I looked up at the sports highlights on the big screen. “Hey, did you catch the Sox last night?” I asked. “They were absolutely crushing the baseball.”

He made no answer, and turning, I saw that he was staring intently into his glass of beer.

7 Responses to Wormwood

  1. David Daniel says:

    Beautifully woven stuff: the various strands … a city afternoon, a cafe, Tom Brady, and the very human bittersweet meeting of past and present over a drink. A lot of skill in the simple weaving.

  2. Malcolm Sharps says:

    Reading a piece by the great O’is like the days when I used to eat my mum’s pies. I make them myself, but how do get them as good as that?
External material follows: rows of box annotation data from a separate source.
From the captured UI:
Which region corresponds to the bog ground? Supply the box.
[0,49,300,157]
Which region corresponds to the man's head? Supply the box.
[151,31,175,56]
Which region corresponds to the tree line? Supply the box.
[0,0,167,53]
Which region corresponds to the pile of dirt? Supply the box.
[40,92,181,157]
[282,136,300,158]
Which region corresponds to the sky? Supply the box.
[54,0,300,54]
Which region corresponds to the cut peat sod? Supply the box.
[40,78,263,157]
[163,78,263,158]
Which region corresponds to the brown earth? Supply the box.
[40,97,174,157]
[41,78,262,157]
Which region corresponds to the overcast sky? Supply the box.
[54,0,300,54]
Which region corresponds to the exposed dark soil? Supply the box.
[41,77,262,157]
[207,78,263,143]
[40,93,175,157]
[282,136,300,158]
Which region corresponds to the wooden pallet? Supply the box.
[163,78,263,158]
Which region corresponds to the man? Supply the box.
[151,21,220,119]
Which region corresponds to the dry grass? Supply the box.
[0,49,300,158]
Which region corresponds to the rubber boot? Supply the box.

I scratch my head and wonder.

  3. Jack Dacey says:

    Quiet, subtle, expertly written, moves at its own pace. Very real, in a place we have all visited. Who hasn’t tormented himself over something that happened long ago, and what he could have said or should have said? Yet, at no time is the reader smacked upside the head with a point that the author wanted to make. It was not necessary, for the story stands on its own legs. Very well done!